Caching Function With an Unhashable Argument

Hey all, I’m working on a small app that connects to Mailchimp(code below). I had cached my fetch_mailchimp_lists() function to avoid repeatedly fetching data every time Streamlit re-renders.

The function takes a Mailchimp client object as a parameter. Here’s the issue I ran into:

When a user connected their own Mailchimp account using their API key, the lists returned were unexpectedly from my demo account, not theirs. After some digging, I realized this happened because the function was cached paired with the fact that the sole argument to the function was an unhashable Mailchimp Client object. Streamlit threw an error, so I added an underscore to the argument name so it wouldn’t try to hash. I believe because of this, streamlit is unable to tell when to use the cached value of the function vs. call the function, so even when different Client objects were passed to the function, the streamlit servers still returned the cached value since the argument itself isn’t hashed or checked within streamlits servers.
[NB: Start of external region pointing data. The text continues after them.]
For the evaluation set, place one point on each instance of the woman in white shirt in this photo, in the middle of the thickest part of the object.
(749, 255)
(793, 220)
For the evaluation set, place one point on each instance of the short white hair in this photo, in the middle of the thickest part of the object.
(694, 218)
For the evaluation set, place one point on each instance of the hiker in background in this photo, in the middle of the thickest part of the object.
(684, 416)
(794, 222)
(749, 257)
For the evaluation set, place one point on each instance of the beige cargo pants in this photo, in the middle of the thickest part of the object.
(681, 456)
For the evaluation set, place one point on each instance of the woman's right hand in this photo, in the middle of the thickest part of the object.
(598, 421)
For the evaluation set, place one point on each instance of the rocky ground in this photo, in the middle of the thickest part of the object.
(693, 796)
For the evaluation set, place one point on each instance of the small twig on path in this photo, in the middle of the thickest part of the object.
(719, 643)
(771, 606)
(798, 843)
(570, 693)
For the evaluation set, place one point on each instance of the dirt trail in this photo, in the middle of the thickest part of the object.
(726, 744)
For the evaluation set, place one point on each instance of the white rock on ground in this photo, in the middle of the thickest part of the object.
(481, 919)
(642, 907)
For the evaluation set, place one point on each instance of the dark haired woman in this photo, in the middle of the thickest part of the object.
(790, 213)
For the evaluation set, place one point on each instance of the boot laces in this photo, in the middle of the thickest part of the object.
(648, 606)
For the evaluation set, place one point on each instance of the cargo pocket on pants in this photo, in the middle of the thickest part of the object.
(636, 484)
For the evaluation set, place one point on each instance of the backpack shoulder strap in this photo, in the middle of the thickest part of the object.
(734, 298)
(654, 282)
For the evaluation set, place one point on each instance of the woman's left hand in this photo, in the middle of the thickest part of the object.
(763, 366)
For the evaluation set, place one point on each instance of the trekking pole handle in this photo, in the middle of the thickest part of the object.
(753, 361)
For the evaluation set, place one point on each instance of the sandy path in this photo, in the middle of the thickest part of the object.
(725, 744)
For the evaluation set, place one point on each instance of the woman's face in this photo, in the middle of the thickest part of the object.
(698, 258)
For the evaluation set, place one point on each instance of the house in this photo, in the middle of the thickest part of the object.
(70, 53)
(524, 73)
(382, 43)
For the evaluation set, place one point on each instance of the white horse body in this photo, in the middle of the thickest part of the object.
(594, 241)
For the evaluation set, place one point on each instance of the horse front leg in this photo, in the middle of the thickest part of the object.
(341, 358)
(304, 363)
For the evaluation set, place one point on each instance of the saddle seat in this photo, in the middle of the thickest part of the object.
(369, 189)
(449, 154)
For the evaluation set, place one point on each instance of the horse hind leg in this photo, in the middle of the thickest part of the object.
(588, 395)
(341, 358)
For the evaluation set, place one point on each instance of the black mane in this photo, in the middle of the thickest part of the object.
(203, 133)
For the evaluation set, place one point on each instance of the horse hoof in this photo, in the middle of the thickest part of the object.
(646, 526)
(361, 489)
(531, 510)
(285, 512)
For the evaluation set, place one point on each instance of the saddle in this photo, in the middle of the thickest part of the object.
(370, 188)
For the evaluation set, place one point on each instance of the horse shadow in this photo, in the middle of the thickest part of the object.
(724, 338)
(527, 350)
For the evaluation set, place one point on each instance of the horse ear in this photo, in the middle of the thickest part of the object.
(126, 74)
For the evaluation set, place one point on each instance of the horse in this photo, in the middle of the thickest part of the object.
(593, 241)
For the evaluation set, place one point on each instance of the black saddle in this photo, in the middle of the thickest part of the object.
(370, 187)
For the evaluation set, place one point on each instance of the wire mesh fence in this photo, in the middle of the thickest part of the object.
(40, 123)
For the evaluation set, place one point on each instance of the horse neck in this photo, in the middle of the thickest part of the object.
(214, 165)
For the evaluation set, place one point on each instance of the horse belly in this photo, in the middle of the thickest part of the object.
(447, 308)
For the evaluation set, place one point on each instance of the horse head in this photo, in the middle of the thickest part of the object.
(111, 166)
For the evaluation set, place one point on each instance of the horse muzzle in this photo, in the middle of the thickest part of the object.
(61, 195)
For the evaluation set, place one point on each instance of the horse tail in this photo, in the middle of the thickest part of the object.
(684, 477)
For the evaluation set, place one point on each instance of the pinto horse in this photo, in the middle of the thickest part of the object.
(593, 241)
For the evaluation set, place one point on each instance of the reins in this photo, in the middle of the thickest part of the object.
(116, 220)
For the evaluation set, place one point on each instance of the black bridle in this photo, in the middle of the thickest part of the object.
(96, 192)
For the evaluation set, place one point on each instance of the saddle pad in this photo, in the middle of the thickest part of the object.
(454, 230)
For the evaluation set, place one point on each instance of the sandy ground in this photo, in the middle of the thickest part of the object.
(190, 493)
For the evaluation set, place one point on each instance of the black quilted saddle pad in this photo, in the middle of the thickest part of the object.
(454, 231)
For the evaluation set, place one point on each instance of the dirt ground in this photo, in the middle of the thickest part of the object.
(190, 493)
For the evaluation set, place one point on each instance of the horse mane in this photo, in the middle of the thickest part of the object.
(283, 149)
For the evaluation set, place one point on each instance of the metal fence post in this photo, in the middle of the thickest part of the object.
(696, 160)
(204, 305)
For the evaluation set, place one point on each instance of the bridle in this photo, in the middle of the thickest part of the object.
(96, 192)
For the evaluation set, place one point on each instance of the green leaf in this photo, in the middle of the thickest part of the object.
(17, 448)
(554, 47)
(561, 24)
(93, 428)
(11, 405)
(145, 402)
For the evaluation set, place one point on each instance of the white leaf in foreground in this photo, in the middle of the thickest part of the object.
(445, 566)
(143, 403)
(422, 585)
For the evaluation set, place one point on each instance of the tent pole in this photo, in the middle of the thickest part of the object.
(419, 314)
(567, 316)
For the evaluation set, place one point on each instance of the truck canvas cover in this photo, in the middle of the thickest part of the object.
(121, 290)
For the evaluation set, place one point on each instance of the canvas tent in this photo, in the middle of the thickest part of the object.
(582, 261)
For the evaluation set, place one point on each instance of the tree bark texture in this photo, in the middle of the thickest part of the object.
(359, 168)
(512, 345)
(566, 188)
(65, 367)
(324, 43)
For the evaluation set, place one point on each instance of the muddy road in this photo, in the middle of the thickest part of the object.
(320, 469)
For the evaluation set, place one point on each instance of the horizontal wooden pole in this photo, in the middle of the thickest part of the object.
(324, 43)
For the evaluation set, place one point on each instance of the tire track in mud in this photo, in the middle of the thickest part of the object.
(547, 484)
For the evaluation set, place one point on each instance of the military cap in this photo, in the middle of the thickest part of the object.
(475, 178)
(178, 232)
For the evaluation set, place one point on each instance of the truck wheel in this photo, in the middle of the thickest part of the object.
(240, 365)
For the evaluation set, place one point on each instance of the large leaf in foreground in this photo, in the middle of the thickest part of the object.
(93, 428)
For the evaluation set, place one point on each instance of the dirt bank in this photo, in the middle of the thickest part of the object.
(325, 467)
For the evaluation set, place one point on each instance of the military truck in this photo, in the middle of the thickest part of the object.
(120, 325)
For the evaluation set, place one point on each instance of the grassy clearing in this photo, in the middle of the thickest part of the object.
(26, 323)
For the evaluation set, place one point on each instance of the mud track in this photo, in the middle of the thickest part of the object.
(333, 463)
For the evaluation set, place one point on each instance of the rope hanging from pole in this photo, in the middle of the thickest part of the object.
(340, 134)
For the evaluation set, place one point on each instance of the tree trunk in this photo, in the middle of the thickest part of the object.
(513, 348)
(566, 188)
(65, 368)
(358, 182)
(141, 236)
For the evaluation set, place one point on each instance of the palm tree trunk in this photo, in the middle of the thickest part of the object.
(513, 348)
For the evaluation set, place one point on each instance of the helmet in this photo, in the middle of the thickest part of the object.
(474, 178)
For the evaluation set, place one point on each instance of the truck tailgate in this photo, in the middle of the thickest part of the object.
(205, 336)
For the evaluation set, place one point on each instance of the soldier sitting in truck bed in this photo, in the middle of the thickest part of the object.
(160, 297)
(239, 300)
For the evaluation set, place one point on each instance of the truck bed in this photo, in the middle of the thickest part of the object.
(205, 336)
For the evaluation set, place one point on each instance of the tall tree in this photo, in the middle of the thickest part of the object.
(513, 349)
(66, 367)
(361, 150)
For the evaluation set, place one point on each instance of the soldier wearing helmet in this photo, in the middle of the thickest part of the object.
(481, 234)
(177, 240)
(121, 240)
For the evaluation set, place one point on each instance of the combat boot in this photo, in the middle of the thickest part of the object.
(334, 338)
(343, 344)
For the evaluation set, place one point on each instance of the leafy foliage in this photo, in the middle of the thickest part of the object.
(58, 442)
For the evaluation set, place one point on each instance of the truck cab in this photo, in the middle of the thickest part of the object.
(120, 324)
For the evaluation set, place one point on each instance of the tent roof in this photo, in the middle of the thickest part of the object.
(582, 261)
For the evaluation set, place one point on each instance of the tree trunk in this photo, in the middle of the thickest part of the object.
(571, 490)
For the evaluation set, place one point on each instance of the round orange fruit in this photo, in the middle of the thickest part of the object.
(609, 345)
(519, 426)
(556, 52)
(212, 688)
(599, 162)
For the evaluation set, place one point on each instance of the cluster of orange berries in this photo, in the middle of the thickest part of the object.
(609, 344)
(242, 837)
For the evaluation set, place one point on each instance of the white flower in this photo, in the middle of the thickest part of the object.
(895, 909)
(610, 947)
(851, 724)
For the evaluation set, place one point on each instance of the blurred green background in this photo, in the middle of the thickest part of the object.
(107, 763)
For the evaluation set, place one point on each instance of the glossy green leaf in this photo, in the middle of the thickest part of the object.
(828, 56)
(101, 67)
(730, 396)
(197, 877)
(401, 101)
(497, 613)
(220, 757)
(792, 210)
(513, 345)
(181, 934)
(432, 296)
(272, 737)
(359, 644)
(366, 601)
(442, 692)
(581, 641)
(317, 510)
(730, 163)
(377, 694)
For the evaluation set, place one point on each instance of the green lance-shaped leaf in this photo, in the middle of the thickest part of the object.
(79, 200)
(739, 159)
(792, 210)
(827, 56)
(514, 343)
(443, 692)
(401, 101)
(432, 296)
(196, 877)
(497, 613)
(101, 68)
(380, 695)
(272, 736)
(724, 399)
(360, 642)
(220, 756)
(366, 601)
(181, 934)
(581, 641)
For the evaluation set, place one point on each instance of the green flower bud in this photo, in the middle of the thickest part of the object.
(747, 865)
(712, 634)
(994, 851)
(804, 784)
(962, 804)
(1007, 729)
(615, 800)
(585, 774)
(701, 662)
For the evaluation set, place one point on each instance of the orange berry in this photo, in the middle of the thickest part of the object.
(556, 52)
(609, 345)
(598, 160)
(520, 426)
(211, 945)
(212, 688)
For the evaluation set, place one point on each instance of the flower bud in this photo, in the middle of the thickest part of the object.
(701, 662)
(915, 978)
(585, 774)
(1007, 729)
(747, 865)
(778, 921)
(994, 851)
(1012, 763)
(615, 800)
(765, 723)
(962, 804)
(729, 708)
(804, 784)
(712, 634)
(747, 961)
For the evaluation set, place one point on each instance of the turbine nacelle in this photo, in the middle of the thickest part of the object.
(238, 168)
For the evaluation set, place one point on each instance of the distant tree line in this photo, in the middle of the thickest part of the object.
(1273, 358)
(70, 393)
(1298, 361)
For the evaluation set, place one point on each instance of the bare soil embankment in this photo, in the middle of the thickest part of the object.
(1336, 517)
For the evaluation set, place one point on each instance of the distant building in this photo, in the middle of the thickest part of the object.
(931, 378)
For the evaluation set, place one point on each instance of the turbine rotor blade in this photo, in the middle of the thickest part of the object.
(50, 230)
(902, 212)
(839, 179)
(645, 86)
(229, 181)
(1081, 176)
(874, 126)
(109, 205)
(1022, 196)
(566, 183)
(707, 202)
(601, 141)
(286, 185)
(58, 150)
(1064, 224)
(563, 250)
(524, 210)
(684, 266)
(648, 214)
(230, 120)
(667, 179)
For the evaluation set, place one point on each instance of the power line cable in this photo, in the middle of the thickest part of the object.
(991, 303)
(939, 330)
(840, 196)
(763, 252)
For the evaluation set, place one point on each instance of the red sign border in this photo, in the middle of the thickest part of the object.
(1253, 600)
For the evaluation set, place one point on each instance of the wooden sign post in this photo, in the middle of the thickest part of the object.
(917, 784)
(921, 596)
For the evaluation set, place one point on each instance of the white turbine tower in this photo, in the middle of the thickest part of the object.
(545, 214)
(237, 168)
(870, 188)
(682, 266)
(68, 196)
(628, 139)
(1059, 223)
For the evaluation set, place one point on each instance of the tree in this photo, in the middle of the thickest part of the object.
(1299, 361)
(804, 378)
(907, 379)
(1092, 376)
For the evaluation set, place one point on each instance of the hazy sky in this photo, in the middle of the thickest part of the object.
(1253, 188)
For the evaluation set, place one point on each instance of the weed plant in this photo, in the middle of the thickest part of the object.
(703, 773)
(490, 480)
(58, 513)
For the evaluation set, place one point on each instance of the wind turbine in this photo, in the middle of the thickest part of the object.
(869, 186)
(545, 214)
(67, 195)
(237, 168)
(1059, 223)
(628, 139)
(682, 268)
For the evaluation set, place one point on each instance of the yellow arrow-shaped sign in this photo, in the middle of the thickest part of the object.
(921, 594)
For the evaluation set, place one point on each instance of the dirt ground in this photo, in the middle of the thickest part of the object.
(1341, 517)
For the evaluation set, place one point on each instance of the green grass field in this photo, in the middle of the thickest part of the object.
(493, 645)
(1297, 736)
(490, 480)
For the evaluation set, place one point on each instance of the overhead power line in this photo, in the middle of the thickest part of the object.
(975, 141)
After removing @st.cache_data from the function, everything worked as expected, but of course it is calling the function more times than I want it too…

Just posting here to confirm—am I understanding this behavior correctly? That Streamlit couldn’t detect that the argument (a Mailchimp client object) had changed due to the fact its unhashable and so it always returns the cached result.

If so, how can I get around this?

Info:
App deployed on Community Cloud
Python version: 3.12.10
Streamlit version: 1.44.1

From the docs:

A function’s arguments must be hashable to cache it. If you have an unhashable argument (like a database connection) or an argument you want to exclude from caching, use an underscore prefix in the argument name. In this case, Streamlit will return a cached value when all other arguments match a previous function call. Alternatively, you can declare custom hashing functions with hash_funcs.

See also Excluding input parameters.

2 Likes

One method I’ve used to deal with a similar situation is to pass something that is hashable, that uniquely identifies this particular call.

For example, in your case, you might consider something like passing the API key into the cached function, even though it’s not used in the function body, because if the user is passing a different API key, and so would get a different client, the API key being different will indicate to st.cache_data that it needs to return a different result.

So, something like fetch_mailchimp_lists(_client: Client, api_key: str): ..., or some other value that is hashable, and would uniquely identify the particular client that is trying to connect.

This topic was automatically closed 2 days after the last reply. New replies are no longer allowed.